Political parties and associations that oppose independence reject the Catalan government’s argument that it ‘has the right to decide’ and plan to boycott the vote. ‘It’s a huge joke,’ said Matias Alonso of the tiny Ciudadanos or ‘Citizens’ party, which is fervently opposed to Catalan independence. ‘It’s illegal, illegitimate and anti-democratic and we are not going to take part in an anti-democratic process.’
The Catalan Civil Society, an association founded in April which says it speaks for a ‘silent majority’ that is against separation, also opposes taking part in the vote. ‘It is an artifact created by Catalan nationalism with the aim of covering up many of the real problems faced by Catalans,’ said the vice-president of the association, Jose Rosinol. In L’Hospitalet de Llobregat, where the number of unemployed has jumped from 9,200 from 2008 when a Spanish property bubble burst to 23,400 in 2014 - about one-tenth of the city’s population - many agree.
‘This shouldn’t be a priority when businesses are not working well and there are many people going hungry,’ said human resources officer Sandra Diaz, 38, as she stood outside the headquarters of the local public television broadcaster which has suffered huge spending cuts. Catalans are divided on the vote, with 49 percent against the watered-down referendum and 44 percent in favour, according to a poll published in centre-left newspaper El Pais last week.
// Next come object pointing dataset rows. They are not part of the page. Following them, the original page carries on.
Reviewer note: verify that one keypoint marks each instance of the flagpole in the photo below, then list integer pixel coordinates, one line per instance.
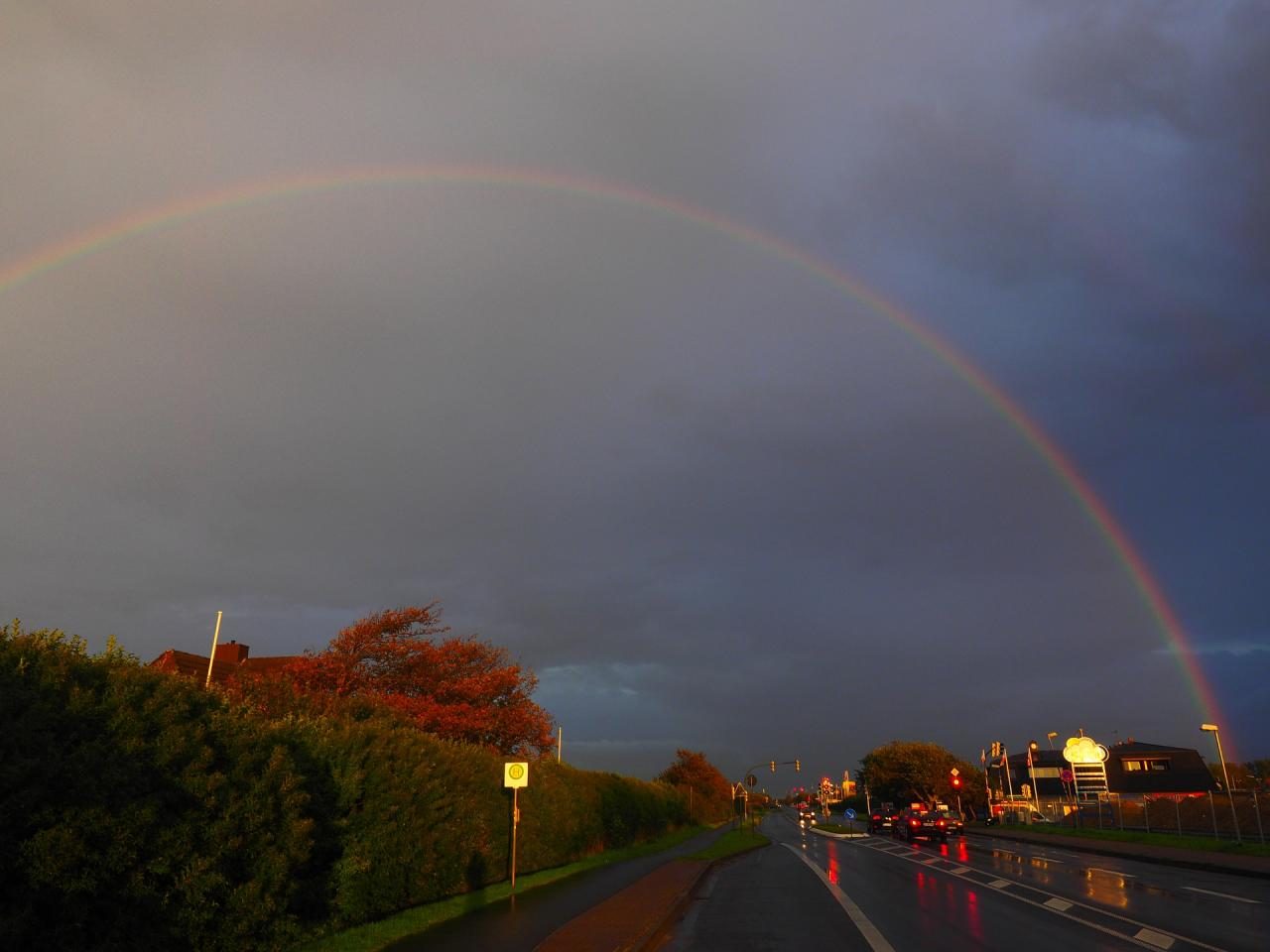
(212, 658)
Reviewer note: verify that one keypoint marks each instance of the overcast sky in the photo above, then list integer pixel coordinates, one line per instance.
(708, 497)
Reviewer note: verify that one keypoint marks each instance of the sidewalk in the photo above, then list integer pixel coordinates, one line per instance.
(1167, 856)
(635, 918)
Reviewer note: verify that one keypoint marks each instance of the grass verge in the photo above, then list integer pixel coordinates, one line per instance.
(1152, 839)
(730, 843)
(371, 937)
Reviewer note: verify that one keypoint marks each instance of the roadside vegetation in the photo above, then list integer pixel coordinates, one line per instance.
(140, 810)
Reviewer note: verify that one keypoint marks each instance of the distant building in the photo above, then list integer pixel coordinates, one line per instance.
(231, 658)
(1132, 769)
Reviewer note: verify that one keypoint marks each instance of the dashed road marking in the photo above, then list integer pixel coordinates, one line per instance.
(1223, 895)
(875, 939)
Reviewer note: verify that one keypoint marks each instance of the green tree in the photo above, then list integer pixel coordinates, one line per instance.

‘I would vote no because I am Spanish. But I won’t go vote because it puts me in a bad mood that someone could question if Catalonia should remain a part of Spain,’ said Angel Julian, a 67-year-old retired plumber as he watched the market’s shops close. Just a few metres away two 16-year-old friends said they were excited to vote. ‘I would vote yes because I expect a promising future, with work and a good salary,’ one of them, Raul Arias, said as he outlined the advantages for the region if it became its own nation.
During a recent meeting with Prime Minister Mariano Rajoy the Catalan Civil Society called for a ‘regeneration’ of Spain’s democracy and institutions as a way to counter the disillusionment caused by the economic downturn and a series of corruption scandals. ‘Catalans need an exciting project for Spain, but not an epic project like the one that separatism offers, which is very epic and not very rational,’ said Rosinol.